The story comes to a head with yet another series of declarative statements.
In the Mercedes, the bodyguard and his colleague stare at the hundreds, men and women, young and old, who move around the Mercedes, stopped for a light, as if it were a rock in a river. In the rear seat, the patron is speaking into a telephone. He looks up, puts down the telephone. The people pressing around the car cannot be counted, there are too many of them; they cannot be known, there are too many of them; they cannot be predicted, they have volition. Then, an opening. The car accelerates.
Is it the case that, on a certain morning, the garbage cans of the entire city, the garbage cans of the entire country, are overflowing with empty champagne bottles? Which bodyguard is at fault?
So, it is clear to us that the principal is dead, and the country has had its moment of celebration. A bodyguard was unable to prevent the assassination. Was it the fault of bodyguard we followed through the whole story or his colleague? We might make the case for either. But I do not believe that it is any bodyguard’s fault, even if he believes so. The narrative distance created by Mr. Barthelme left me relatively unemotional about the death of the principal and able to evaluate the story from outside the bodyguard’s perspective.

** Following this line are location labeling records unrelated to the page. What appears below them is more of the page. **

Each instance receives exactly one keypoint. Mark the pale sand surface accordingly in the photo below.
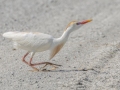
(95, 46)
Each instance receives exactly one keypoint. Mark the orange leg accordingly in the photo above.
(27, 62)
(32, 65)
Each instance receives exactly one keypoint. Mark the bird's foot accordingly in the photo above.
(51, 64)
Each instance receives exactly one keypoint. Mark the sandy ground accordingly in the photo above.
(95, 46)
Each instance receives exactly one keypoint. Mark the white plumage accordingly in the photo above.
(34, 42)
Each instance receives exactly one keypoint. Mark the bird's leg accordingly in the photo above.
(30, 62)
(23, 59)
(51, 64)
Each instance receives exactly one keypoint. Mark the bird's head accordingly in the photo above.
(74, 25)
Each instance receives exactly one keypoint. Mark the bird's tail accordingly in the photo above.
(9, 34)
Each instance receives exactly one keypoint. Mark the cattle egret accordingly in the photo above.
(34, 42)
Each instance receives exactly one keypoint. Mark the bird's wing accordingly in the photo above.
(55, 50)
(29, 39)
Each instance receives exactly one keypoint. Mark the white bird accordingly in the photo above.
(34, 42)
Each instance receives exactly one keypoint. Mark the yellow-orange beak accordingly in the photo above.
(84, 22)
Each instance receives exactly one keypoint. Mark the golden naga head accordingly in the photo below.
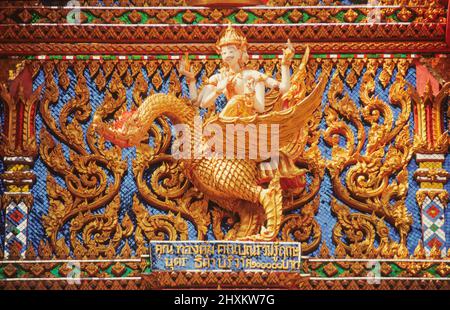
(232, 36)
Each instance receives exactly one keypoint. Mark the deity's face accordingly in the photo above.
(230, 55)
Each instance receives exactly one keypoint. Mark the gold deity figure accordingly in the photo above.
(244, 88)
(242, 186)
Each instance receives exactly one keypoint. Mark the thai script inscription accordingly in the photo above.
(225, 256)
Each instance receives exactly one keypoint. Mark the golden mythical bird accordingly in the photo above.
(244, 186)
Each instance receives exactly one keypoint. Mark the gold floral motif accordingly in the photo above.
(362, 181)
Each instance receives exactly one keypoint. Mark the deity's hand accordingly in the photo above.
(222, 84)
(190, 76)
(288, 54)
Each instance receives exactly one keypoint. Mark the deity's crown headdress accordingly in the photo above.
(231, 36)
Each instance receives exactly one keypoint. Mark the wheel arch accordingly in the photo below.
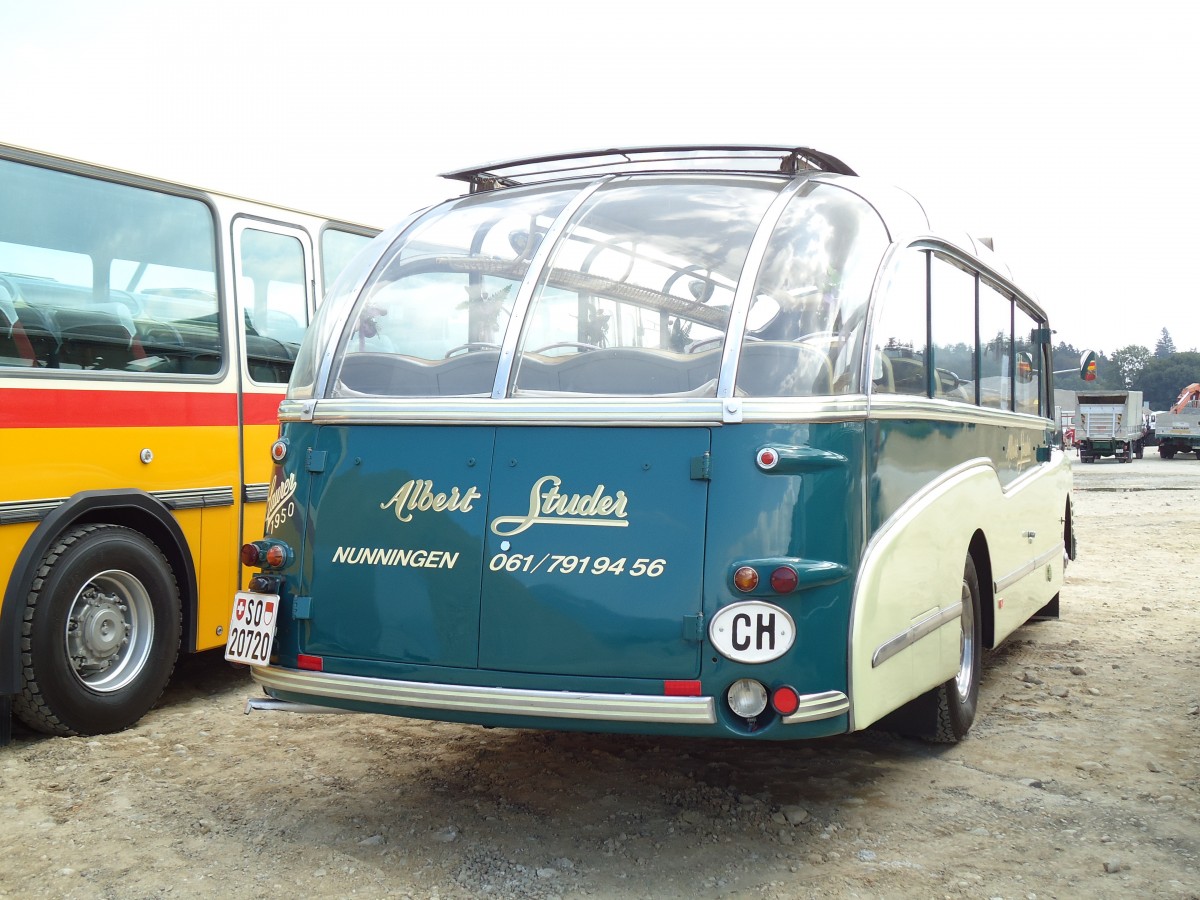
(130, 508)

I certainly felt for the bodyguard, but at the same time, I don’t really know his opinion about the principal. Perhaps, apart from his sense of duty as an employee, he had no care for the man either. And, thus, our emotional state at the end of the story mirrors the bodyguard’s. The sense of failure springs from our knowledge that he was not able to stop what is portrayed as inevitable. The champagne bottles were ready and waiting. It was just a matter of time. The car was described as a “rock in a river.” These images are carefully chosen by Mr. Barthelme to tell us that this is bodyguard (whether invested in the safety of his principal or otherwise) was working against forces much larger than himself. He was prolonging the inevitable.
And that we are left at the end with a sense of futility regarding the bodyguard’s actions. “Which bodyguard is at fault?” is such a loaded question, for it absolves the principal of fault, and it absolves the mob of fault. We understand that the bodyguard wrongly feels at fault for the death of the principal, but the narrative distance created by Mr. Barthelme allows us to see past this limited point of view and understand that the complexity of the situation defies this conclusion. And thus perhaps the answer is “Neither.”
“Concerning the Bodyguard” will definitely go into my mental archive as a masterfully crafted story with much to teach the reader. I feel lucky that I happened to pick it to listen to just after finishing Self-Editing for Fiction Writers, which will hopefully help me evaluate and improve COMPENDIUM as much as it has a master like Donald Barthelme.